In the Hoeber Bros new comic book from Image, The Mission, you don't get angels with wings or any of that fantasy clap-trap - you just get a mean looking Archangel Gabriel blackmailing a guy called Paul into killing someone else in the endless battle between good and evil in the multidimensional universe that occasionally spills over into our own puny four-dimensional world.
And if Paul doesn't cooperate. Well, believe me, he's gonna regret it!
"We're always attracted to characters who are people we could identify with and yet are put through incredibly tortured or difficult circumstances — the idea being that you don't really know who you are until you've been tested or suffered in some way," says Erich Hoeber. "People in our country and in our world have such strong religious beliefs. They seem abstract yet they cause people to do all kinds of amazing things, both good and evil."
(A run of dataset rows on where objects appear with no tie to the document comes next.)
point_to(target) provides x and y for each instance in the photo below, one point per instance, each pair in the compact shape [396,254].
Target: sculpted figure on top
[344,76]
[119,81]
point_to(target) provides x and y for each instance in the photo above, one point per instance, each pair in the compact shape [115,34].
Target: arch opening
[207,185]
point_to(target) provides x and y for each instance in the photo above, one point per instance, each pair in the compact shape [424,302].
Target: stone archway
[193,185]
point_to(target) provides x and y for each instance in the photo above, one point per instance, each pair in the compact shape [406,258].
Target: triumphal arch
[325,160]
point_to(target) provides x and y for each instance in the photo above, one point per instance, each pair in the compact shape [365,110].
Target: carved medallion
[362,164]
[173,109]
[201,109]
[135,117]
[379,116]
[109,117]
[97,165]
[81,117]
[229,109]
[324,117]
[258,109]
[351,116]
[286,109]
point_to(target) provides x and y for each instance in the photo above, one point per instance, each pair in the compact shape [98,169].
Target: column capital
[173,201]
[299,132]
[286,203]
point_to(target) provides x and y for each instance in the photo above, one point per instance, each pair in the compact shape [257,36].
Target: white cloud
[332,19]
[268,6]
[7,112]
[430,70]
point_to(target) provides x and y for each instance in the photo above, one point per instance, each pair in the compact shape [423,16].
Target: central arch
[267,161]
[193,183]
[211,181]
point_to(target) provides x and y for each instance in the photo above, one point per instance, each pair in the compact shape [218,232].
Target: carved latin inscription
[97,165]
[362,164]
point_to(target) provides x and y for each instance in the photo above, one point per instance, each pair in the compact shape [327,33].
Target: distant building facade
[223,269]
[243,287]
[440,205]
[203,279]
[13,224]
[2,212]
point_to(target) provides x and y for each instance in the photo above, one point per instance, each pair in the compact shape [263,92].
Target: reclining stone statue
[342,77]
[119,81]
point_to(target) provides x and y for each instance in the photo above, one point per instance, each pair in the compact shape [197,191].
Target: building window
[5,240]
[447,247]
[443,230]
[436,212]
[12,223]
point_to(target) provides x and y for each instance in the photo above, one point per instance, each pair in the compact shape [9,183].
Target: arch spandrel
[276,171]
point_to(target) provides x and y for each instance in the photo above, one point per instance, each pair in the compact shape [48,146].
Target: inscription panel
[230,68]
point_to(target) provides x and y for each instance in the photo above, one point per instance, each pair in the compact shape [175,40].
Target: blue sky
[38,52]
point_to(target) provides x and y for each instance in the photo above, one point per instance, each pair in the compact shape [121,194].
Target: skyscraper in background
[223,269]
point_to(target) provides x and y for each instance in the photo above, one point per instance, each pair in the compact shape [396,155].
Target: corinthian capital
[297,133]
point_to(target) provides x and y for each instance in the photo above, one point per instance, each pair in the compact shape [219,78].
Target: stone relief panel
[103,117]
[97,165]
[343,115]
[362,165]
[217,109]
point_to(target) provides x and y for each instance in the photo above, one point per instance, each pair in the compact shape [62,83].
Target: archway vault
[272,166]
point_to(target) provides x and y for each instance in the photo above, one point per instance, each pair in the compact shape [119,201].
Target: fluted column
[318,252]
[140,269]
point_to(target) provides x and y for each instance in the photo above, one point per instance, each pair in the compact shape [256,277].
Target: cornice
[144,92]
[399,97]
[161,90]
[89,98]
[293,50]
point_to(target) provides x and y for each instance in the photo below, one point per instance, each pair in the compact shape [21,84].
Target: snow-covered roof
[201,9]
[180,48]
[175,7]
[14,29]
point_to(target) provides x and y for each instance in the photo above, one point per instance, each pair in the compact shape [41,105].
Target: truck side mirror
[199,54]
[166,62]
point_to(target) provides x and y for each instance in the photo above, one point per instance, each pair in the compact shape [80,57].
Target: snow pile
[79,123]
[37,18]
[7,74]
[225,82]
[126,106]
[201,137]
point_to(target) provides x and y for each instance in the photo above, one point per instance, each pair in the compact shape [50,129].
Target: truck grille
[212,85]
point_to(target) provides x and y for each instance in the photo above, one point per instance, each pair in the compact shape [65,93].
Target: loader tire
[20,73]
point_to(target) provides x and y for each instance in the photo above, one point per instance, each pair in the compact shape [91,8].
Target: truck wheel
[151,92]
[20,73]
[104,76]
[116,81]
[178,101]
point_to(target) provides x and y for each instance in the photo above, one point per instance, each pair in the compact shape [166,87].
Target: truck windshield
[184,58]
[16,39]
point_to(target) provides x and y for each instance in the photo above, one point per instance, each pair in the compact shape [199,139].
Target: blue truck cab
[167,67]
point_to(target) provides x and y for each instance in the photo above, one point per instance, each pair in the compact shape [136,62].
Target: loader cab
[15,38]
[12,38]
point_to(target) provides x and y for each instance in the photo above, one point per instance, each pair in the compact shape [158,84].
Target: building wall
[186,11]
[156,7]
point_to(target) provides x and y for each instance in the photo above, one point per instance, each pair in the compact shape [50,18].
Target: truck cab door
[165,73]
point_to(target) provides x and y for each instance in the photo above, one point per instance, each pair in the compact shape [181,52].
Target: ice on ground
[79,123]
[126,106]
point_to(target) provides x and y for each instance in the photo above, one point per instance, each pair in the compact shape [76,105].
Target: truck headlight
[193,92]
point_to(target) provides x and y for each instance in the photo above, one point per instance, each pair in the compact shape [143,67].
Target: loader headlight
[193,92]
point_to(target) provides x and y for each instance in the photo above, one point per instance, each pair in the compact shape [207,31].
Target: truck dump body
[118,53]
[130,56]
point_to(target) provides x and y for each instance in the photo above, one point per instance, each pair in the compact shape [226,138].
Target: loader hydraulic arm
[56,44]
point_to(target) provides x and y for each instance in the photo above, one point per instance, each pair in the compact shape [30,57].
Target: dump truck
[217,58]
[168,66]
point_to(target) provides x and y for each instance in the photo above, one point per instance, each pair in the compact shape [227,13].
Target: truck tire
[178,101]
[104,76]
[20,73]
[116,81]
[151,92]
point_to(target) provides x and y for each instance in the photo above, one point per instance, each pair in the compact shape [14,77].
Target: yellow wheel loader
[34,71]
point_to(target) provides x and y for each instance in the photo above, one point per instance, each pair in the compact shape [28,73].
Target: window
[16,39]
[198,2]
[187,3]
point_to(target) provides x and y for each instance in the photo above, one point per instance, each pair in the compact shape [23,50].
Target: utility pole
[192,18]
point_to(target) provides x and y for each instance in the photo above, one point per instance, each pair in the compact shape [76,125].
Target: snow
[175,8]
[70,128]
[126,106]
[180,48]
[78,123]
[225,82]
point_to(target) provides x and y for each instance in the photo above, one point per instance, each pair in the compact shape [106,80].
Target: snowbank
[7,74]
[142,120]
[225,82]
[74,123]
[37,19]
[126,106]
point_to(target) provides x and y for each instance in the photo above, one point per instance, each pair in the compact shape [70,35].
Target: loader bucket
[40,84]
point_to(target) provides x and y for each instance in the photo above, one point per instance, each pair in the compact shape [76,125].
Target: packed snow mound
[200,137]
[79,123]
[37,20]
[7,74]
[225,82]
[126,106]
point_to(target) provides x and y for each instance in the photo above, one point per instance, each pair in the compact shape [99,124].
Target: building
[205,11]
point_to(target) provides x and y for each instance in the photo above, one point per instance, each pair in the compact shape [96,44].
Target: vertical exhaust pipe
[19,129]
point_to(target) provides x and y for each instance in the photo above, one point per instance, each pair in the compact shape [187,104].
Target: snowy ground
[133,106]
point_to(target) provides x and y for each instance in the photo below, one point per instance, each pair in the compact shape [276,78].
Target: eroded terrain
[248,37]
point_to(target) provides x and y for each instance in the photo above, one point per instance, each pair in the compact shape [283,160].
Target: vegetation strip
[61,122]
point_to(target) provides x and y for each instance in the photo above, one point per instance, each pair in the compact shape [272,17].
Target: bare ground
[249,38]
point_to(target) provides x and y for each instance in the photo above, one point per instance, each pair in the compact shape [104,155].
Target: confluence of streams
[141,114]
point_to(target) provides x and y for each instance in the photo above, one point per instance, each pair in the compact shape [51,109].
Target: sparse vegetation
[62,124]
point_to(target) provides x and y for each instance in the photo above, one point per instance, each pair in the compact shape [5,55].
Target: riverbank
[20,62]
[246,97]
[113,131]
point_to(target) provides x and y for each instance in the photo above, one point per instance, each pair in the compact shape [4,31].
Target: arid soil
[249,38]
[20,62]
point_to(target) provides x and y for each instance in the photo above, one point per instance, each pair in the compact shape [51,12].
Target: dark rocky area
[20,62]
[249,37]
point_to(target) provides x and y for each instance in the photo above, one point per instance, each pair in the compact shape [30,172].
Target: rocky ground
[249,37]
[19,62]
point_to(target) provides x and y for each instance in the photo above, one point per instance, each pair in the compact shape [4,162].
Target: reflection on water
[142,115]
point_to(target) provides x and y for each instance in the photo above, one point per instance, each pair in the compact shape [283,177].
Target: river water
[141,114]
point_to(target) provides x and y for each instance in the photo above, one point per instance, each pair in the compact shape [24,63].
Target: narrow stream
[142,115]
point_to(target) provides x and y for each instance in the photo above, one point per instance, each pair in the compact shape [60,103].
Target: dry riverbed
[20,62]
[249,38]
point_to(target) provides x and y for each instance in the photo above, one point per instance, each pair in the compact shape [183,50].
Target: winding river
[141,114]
His brother Jon agrees, and is proud of the existentialist quality of the book. He's fascinated by how people would react if suddenly faced with a supernatural being who was amazingly more powerful than them. It's one thing to ritualise it in church on a Sunday but what if an angel really turned up - and how would you know it was good? "Is this guy really who he says he is?" Erich asks, "Can you trust him? How do you know what he's saying is real? The idea of what you can know and what you can't know — what is knowable at all, what is truth — is central to this. This is not a guy who looks like a good guy. This is a guy who looks a lot more like a mob enforcer than an angel. And he's not a nice guy. He's a brute, he's a bully — he seems a little bit like a psychopath."
Although the brothers also write movie scripts, they prefer the comic book medium. "You're much more close to the final product, and there's a lot fewer people involved," Erich explains, "You're telling the story much more directly visually — you don't have a director in between you and the movie to get in the middle. You get to do a lot of that work yourself."